The hidden costs of Stamp Duty revealed

The hidden costs of Stamp Duty revealed
Christina Hoghton
Written By:
Christina Hoghton

The true cost of Stamp Duty is higher than many homebuyers think.

That’s according to Coventry Building Society, which has calculated that the ‘true cost’ of Stamp Duty is 66.9 per cent higher than the tax bill itself.

The mutual said this leaves homebuyers spending thousands of pounds more than they might realise.

It explained that ‘by paying the taxman rather than contributing towards their deposit, many homebuyers need to borrow extra and end up paying thousands more in interest over the life of the mortgage’.

Real cost revealed

The building society calculated that someone borrowing £5,000 more to cover the Stamp Duty on their £350,000 home will actually pay £8,346 over the term of a 25-year mortgage – an increase of 66.9 per cent. This is assuming a mortgage rate of 4.51 per cent.

Those buying a property for £500,000 would face a £12,500 Stamp Duty bill. But according to Coventry, the true cost of borrowing that money with interest over a mortgage term is actually £20,865.

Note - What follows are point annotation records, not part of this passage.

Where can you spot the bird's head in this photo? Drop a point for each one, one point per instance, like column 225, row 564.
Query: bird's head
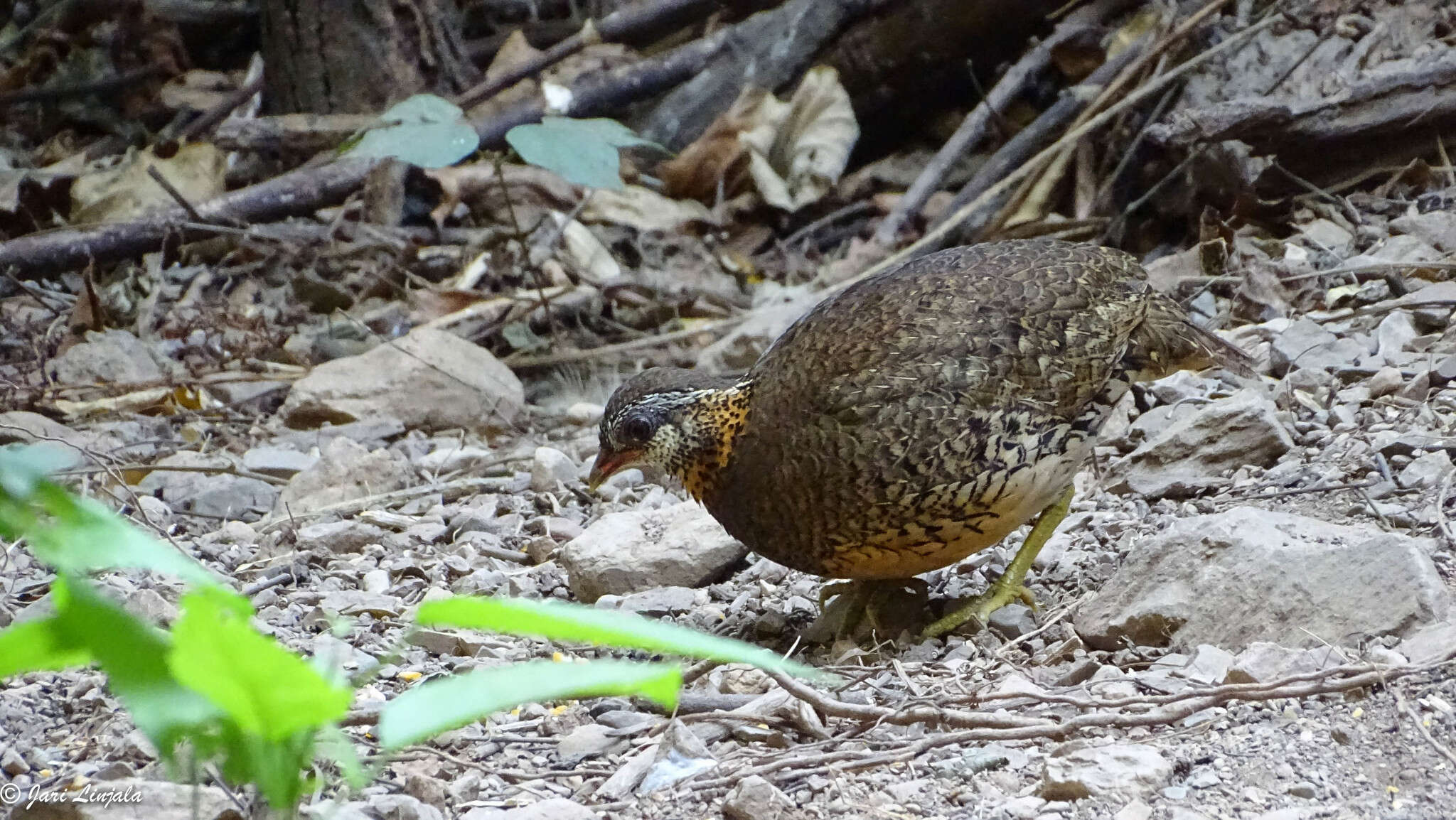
column 679, row 420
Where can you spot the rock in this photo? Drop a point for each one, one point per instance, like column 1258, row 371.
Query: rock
column 1209, row 664
column 584, row 414
column 107, row 357
column 31, row 427
column 756, row 799
column 551, row 809
column 1264, row 662
column 1308, row 344
column 1430, row 644
column 134, row 799
column 1226, row 580
column 1103, row 771
column 1327, row 235
column 1391, row 337
column 1436, row 227
column 1428, row 471
column 633, row 551
column 1189, row 453
column 1014, row 621
column 346, row 473
column 552, row 468
column 402, row 807
column 1385, row 382
column 1181, row 385
column 222, row 494
column 12, row 762
column 430, row 381
column 587, row 740
column 455, row 458
column 280, row 462
column 340, row 538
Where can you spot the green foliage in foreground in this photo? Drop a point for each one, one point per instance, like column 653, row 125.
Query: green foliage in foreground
column 215, row 688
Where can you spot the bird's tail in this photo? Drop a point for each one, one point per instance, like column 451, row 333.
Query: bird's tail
column 1168, row 341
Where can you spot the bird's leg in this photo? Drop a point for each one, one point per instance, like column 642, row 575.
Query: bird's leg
column 1011, row 584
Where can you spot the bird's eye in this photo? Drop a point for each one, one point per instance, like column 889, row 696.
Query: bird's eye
column 638, row 428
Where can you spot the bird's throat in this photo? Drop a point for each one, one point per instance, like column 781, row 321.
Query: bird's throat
column 710, row 430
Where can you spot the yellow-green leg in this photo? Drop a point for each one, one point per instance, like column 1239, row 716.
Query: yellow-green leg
column 1011, row 584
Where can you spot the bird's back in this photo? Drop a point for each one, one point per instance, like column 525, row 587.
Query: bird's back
column 922, row 414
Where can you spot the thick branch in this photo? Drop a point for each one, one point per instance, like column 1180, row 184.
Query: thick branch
column 297, row 193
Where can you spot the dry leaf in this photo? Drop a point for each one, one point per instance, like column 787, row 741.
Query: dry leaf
column 127, row 191
column 644, row 209
column 586, row 251
column 790, row 152
column 811, row 148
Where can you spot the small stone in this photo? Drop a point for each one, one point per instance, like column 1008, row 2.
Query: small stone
column 466, row 387
column 1103, row 771
column 107, row 357
column 347, row 471
column 280, row 462
column 402, row 807
column 1209, row 664
column 1189, row 453
column 1224, row 580
column 375, row 581
column 1385, row 382
column 1264, row 662
column 551, row 468
column 1305, row 789
column 1430, row 644
column 219, row 495
column 643, row 549
column 756, row 799
column 12, row 762
column 1428, row 471
column 1014, row 621
column 584, row 414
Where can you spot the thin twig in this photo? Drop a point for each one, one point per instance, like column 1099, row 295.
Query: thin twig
column 935, row 237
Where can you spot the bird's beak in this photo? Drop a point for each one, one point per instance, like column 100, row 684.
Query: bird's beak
column 608, row 463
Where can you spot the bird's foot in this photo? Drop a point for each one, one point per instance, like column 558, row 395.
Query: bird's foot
column 980, row 608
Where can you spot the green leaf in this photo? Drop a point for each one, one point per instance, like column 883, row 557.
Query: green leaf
column 83, row 536
column 590, row 625
column 133, row 654
column 267, row 689
column 23, row 466
column 583, row 152
column 37, row 646
column 451, row 702
column 424, row 130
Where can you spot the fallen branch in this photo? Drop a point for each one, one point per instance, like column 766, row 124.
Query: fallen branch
column 615, row 26
column 1378, row 107
column 973, row 129
column 297, row 193
column 1175, row 708
column 941, row 232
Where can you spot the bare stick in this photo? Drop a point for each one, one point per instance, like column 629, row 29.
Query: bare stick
column 932, row 239
column 973, row 129
column 614, row 26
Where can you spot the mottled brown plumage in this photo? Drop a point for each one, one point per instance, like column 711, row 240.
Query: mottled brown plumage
column 918, row 416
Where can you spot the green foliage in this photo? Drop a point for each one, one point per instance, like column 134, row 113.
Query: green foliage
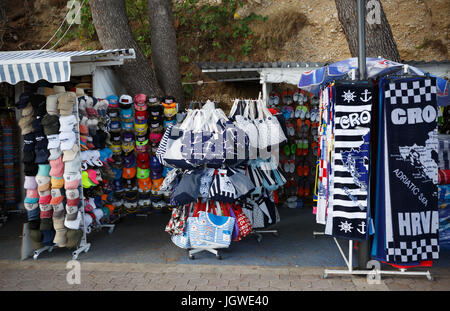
column 214, row 27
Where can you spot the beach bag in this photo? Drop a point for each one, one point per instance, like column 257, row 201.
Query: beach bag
column 243, row 223
column 222, row 188
column 241, row 182
column 270, row 132
column 188, row 189
column 177, row 222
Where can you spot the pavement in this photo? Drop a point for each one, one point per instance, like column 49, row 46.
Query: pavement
column 94, row 276
column 139, row 255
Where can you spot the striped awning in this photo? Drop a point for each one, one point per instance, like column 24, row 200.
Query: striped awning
column 54, row 67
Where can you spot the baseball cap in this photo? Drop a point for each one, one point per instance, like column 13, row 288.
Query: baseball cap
column 140, row 102
column 29, row 142
column 126, row 114
column 57, row 182
column 113, row 101
column 143, row 160
column 145, row 184
column 128, row 137
column 140, row 129
column 129, row 160
column 24, row 99
column 53, row 141
column 128, row 172
column 67, row 140
column 67, row 123
column 127, row 126
column 50, row 124
column 142, row 173
column 57, row 167
column 125, row 101
column 52, row 104
column 66, row 101
column 141, row 140
column 54, row 153
column 72, row 181
column 70, row 154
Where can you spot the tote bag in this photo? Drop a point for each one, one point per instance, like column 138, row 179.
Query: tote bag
column 211, row 230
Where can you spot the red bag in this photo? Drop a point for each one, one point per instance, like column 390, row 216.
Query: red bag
column 245, row 226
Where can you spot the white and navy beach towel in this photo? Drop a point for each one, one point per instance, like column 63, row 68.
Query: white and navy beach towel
column 352, row 113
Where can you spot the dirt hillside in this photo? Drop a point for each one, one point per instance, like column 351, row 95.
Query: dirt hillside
column 296, row 30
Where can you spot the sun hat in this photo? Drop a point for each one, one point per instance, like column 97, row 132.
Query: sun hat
column 67, row 140
column 27, row 111
column 29, row 142
column 140, row 129
column 155, row 137
column 24, row 99
column 128, row 172
column 142, row 173
column 113, row 101
column 128, row 137
column 70, row 154
column 50, row 124
column 140, row 117
column 57, row 182
column 71, row 181
column 32, row 193
column 114, row 114
column 66, row 101
column 143, row 160
column 126, row 115
column 57, row 167
column 128, row 147
column 73, row 221
column 30, row 182
column 129, row 160
column 53, row 141
column 67, row 123
column 125, row 101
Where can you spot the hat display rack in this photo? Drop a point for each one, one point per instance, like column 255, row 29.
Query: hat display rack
column 220, row 183
column 52, row 157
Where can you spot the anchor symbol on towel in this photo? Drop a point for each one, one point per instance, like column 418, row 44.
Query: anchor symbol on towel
column 366, row 94
column 363, row 226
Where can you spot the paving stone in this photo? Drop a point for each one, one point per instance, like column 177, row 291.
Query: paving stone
column 300, row 284
column 198, row 282
column 120, row 280
column 249, row 277
column 290, row 277
column 218, row 282
column 239, row 283
column 318, row 284
column 259, row 283
column 281, row 284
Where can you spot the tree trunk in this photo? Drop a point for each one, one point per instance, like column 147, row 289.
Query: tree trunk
column 111, row 24
column 164, row 48
column 379, row 38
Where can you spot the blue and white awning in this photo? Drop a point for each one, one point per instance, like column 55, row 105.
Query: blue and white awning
column 54, row 67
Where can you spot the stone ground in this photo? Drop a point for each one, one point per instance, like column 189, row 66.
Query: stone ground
column 45, row 276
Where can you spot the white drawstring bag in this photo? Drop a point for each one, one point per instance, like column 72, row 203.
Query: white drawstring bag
column 270, row 131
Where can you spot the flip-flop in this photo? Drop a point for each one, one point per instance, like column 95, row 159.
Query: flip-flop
column 287, row 150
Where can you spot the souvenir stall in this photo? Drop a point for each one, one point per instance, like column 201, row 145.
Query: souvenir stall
column 62, row 157
column 378, row 164
column 225, row 170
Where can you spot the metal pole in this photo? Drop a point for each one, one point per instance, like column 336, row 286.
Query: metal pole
column 361, row 12
column 363, row 247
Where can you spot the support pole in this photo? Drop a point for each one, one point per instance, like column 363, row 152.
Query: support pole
column 363, row 247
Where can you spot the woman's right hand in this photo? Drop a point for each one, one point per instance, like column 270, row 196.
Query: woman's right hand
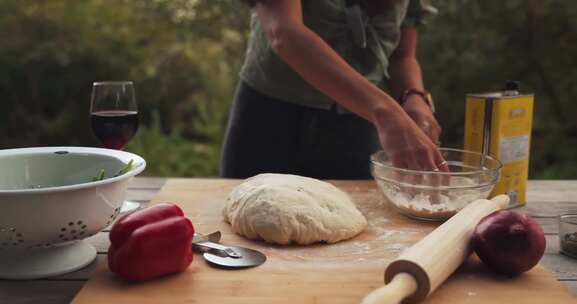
column 406, row 144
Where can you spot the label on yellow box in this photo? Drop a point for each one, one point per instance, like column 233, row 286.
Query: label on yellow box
column 499, row 124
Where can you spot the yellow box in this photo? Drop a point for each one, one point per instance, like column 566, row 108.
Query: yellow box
column 499, row 124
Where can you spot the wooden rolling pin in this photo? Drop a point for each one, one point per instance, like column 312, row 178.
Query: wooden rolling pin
column 420, row 269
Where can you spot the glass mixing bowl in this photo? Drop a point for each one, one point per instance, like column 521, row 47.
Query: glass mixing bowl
column 432, row 195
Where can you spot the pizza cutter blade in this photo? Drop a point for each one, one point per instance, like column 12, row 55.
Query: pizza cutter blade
column 228, row 256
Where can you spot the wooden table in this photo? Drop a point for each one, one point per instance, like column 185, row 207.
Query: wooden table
column 547, row 199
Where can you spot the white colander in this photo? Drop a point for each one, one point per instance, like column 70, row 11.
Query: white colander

Jonathan Stinton, head of mortgage relations at Coventry Building Society, said: “After they get their keys, people have a two week grace period to cough up thousands of pounds in Stamp Duty. If they don’t have that lying around the chances are they’ll need to eat into their deposit to cover the bill, meaning the amount they pay in real terms shoots up by thousands.

“Stamp Duty is already considered a burden to homebuyers, but this shows it’s a more damaging liability than people perhaps realise. It adds to the long list of reasons why Stamp Duty should be top of the Chancellor’s priorities this Budget. Not only does it put a lag on the market, it disincentivises downsizers, stifles the private rental sector by imposing a three per cent surcharge, and it’s costing many homebuyers thousands more than they realise.

“As a basic rule of thumb, buyers taking a 25-year mortgage at a rate of 4.51 per cent will pay around 67 per cent more if they need to borrow extra for their tax bill – and this will be even higher if they take their mortgage over a longer term.

“The extra borrowing can also make a difference to the rate they pay, as people with larger deposits have a lower loan to value so typically get a better rate of interest.”